Tuesday, October 14, 2014

What's in a Name?

**Once again, life has gotten in the way of writing about life. So, here is a long overdue entry about choosing just the right baby names.**

There are so many intense and stressful things that go into planning to have children, and for a lot of people, choosing a name is the most intense and stressful. After all, this is the name that your child will likely carry for the rest of his/her life, and if you choose wrong, you could be looking at thousands of dollars worth of therapy. Just think of the people who have chosen names like “Robin Graves” (get it?),  “Adolf Hitler” (that really only worked once) or this selection of names favored (but ultimately rejected) by our Kiwi friends: Stallion, Yeah Detroit, Fish and Chips, Twisty Poi, Keenan Got Lucy and Sex Fruit were disallowed by registration officials. Choosing a name like that is clearly more about the parents, and their desire to be unique or different, than it is about the children. If it were about the children, the parents would have given more thought to what it might be like to go through life with such a name. People are mean. Kids are especially mean. Why set up your child for a lifetime of teasing?

Even if the name isn’t something ridiculous, naming your child after a famous person, or a literary character can have its own issues. I taught a student named Emily Dickinson once. Her dad thought it was clever. She hated it – and hated every time a teacher said to her, on the first day of school, “Oh, like the poet!” or “You know, there’s a famous poet with that name!” How could she not know? She was a writer herself, and a talented one, and her ambition, in high school, was to one day be able to Google her name and not have to sift through page after page to actually find herself. That’s quite a burden to put on a kid.

Then there was the student I had in England named Lizzie Bennett. Now, I know that one won’t be as obvious to some, but she shared her name with the heroine of Jane Austen’s classic, Pride and Prejudice. She didn’t face quite as many frustrations as Emily Dickinson, but she certainly dealt with her share.

It’s important to me not to saddle my kids with names that will prove to be more of a burden than a blessing. I’ve thought about names a lot, and I know my preferences have undergone a change over the years.

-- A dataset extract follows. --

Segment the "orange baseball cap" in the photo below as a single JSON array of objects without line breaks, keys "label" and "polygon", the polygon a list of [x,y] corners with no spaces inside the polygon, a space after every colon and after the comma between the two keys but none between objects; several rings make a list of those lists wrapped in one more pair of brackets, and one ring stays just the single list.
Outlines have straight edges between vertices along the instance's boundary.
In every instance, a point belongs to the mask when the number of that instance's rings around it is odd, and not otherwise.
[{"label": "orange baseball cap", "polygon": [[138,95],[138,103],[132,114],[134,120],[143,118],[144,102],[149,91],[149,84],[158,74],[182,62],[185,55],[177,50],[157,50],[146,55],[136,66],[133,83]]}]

In the past, I focused on somewhat superficial things, like should I give my kids the same initials as me (a long-since rejected issue)? I also thought about what the names meant, and whether anyone would actually know what they meant. Much time was spent browsing baby name websites, although I’ve thought about it long enough that I actually started with a character naming book that I’ve had for years.

I didn’t take it as far as some, though. A New York Times article from last year detailed the extreme lengths to which some New York parents would go to insure that their children had names that were both unique, and Ivy-league worthy. The article explains the status symbol that a child’s name can be – for the parents – and even describes how some parents have lied about how they came up with the name, if it’s found that others in their child’s playgroup or class have the same name (apparently, Ethans and Ellas are a dime a dozen in NYC pre-schools).

For me, the baby naming process became more heavily influenced by a different factor in recent years. The loss of my parents made it important to me to carry on a part of them. I was unable to do that genetically, but I decided that I could do it in the selection of my children’s names. I didn’t want to simply use their exact names, because I still wanted my children to have their own sense of identity, but I figured I could use names “inspired” by my parent’s names.

I had some choices picked out, depending on whether they were boys or girls, and now that I know it’s two girls (Yay!), I can reveal what they are. My dad’s name was Joseph Patrick, and my mom’s name was Haydée (no middle name). And, of course, my middle name is Marée, taken from “Mary” (Mom had a strong faith in the Virgin Mother), and the last two letters of Mom’s name.

So, little Bedazzler will be named Jocelyn Marée (I liked Jocelyn as a variation of Joseph, rather than the standard feminization of Josephine). And, Sparkle will be named Hayden Patrice (I thought Patrice flowed better from Hayden than Patricia, and adding the “en” onto the “Hayd” from Mom’s name also puts a little bit of me into that name). As for nicknames, time will tell. Jocelyn could be Joss or Josie (I favor Joss), or something else entirely. I have more trouble thinking of nicknames for Hayden, but then again, I may not have any control over what they choose to call themselves, or what their friends choose to call them.


I’m happy with my choices, and I do like the fact that the names stand alone as pretty girls’ names, even without the backstory. The names will be significant to me and my family, and anyone who might be curious. To everyone else, they’ll just be names.